Senior technology officials at Red Hat said today that Federal government organizations face highly consequential decisions over the next year on how they choose to deploy artificial intelligence (AI) technologies and emphasized that much of the AI innovation is taking place via open source software in which the company specializes.
Speaking at the Red Hat Government Symposium in Washington, D.C., produced by MeriTalk, Chris Smith, VP of government sales at Red Hat, said the rapid pace of generative AI adoption globally is having the impact of ratcheting up the importance of the AI paths that government organizations choose to take.
“The decisions you make as government leaders over the next six to 12 months will likely be some of the most critical technology choices in our country’s history,” Smith said.
“Why is that? It’s because of the accelerated pace of generative AI adoption,” he said, citing research that shows faster adoption rates of GenAI compared to early-stage adoption rates of personal computers and internet services.
“Generative AI is spreading exponentially and faster than anybody could have predicted,” he said. “Just think about it – just two years after the public release of ChatGPT, 20 percent of Americans aged 18 to 64 reported using generative AI, with 28 percent using it at work already.”
“To put that in perspective, it took three years for PCs [personal computers] to get [to] 20 percent adoption rate and another 10 years to hit 40 percent,” he said. “AI is here and it’s rapidly impacting.”
He said several major factors that government tech leaders should consider about AI deployments include: how to handle lifecycle challenges associated with AI models, such as updating and retraining models in a production environment; how to tackle interoperability challenges between different AI systems and platforms; technical barriers to integrating across edge devices and systems; and emerging trends in cloud security and cyber resiliency.
During a keynote address at today’s symposium, Steven Huels, VP of AI engineering at Red Hat, reminded that the company has been helping government with AI tech for nearly a decade, but that “with the moment generative AI is having … we’re seeing explosive growth in adoption across the board.”
“When you consider the decisions you’re making around your AI platform, it used to be these things were experimental,” he said. “They would sit in a corner of your organization with a specialized set of analysts that would play with that system, but they weren’t really considered mission critical.”
Going forward, however, Huels emphasized that “the consideration that you put into choosing your core AI platform needs to be taken with the same level of care that you did for your core platforms for applications, databases, and security in the past.”
“These are going to be investments that need to stand the test of time,” he said. “They’re going to have to be life-cycled, they’re going to have to be maintained, updated, and advance with technology over time. So when you look at this don’t go into it lightly.”
“There’s a lot of experimentation happening in the generative AI world, there’s a new startup every other week, there’s a new model every other week.

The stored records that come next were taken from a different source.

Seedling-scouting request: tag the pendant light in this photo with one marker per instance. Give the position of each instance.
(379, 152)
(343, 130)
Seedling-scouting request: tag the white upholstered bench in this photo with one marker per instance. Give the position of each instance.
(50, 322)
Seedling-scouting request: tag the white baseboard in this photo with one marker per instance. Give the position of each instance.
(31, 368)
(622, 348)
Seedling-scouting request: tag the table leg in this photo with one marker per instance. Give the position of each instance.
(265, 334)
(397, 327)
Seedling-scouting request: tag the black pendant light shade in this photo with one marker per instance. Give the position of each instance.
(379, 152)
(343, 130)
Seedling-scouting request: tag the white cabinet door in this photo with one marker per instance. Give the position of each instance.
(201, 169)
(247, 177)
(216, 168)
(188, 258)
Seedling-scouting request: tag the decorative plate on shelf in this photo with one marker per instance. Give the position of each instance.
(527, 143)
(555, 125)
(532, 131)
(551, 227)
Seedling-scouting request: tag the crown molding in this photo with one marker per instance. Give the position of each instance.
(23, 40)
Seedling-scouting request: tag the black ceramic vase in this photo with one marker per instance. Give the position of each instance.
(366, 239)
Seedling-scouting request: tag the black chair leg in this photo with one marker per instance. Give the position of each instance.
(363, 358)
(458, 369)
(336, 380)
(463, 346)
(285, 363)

You’re going to have to make a lot of risky, speculative bets when it comes to AI, but you don’t want your core platform to be one of those bets,” he said. “You want your platform to enable you to make those bets without compromising your long-term success.”

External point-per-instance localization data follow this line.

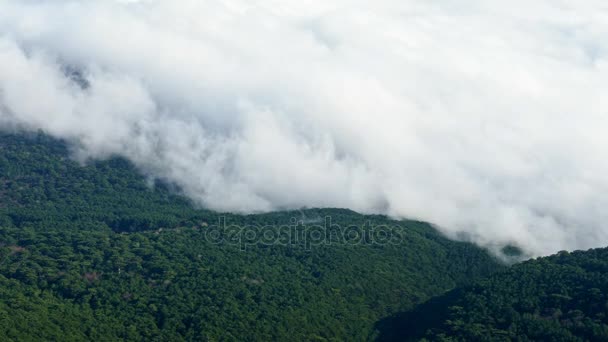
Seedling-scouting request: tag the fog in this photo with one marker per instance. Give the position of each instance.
(488, 120)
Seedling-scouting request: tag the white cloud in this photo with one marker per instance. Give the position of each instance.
(481, 117)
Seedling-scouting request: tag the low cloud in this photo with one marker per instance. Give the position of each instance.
(485, 119)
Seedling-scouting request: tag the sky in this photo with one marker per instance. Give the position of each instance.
(486, 119)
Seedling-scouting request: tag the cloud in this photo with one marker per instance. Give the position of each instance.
(486, 119)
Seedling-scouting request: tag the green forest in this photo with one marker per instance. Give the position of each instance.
(98, 251)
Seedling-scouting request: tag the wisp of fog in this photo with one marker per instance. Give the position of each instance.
(486, 119)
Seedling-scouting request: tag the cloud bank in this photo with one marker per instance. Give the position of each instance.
(486, 119)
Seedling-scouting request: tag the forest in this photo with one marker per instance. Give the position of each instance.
(98, 251)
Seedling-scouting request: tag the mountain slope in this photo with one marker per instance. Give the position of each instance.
(563, 297)
(96, 252)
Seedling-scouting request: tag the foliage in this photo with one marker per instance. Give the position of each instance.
(563, 297)
(98, 252)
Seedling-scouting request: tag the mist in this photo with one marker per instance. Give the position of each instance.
(488, 120)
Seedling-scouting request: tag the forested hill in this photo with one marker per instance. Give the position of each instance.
(94, 252)
(563, 297)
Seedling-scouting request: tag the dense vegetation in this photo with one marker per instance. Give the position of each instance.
(96, 252)
(559, 298)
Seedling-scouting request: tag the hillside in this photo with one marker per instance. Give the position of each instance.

As for Red Hat’s abilities to help government agencies with AI adoption, he reminded that in many cases, “we’ve been working in your data center for years.”
“Our core DNA is in helping automate data center operations,” he said. “We’ve taken that same general approach forward to how we help you deploy and automate AI. At the end of the day, the thing that’s ultimately going to determine your success when it comes to AI is your ability to operationalize AI alongside the rest of your applications.”
“If it’s always a snowflake that sits out there on the side, it’s never going to be treated as mainstream, it’s never going to get the same amount of attention, and ultimately, those things are the things that end up being ignored and fall by the wayside and fail,” he said.
Huels explained a list of a challenges to AI model development – including concerns about data, model selection, training, and life-cycling – and said that “the good news is that … all of this new innovation for AI is really happening in open source.”
“This this has been a huge shift,” he said. “When I started doing this 20-some-odd years ago … it was just two or three, maybe four companies that were doing things around predictive analytics, and they were all proprietary data or proprietary software vendors, so you got no ability to influence or engage in in the actual software development life cycle.”
“That has all changed,” he said. “The bulk of the innovation for AI is now happening in open source, which means, from Red Hat’s perspective everything you know and love about what we do for security and trust and life cycling for open source, for all of your core mission critical platforms today, we’re doing all of that for AI as well, and this is what has informed our overall portfolio strategy.”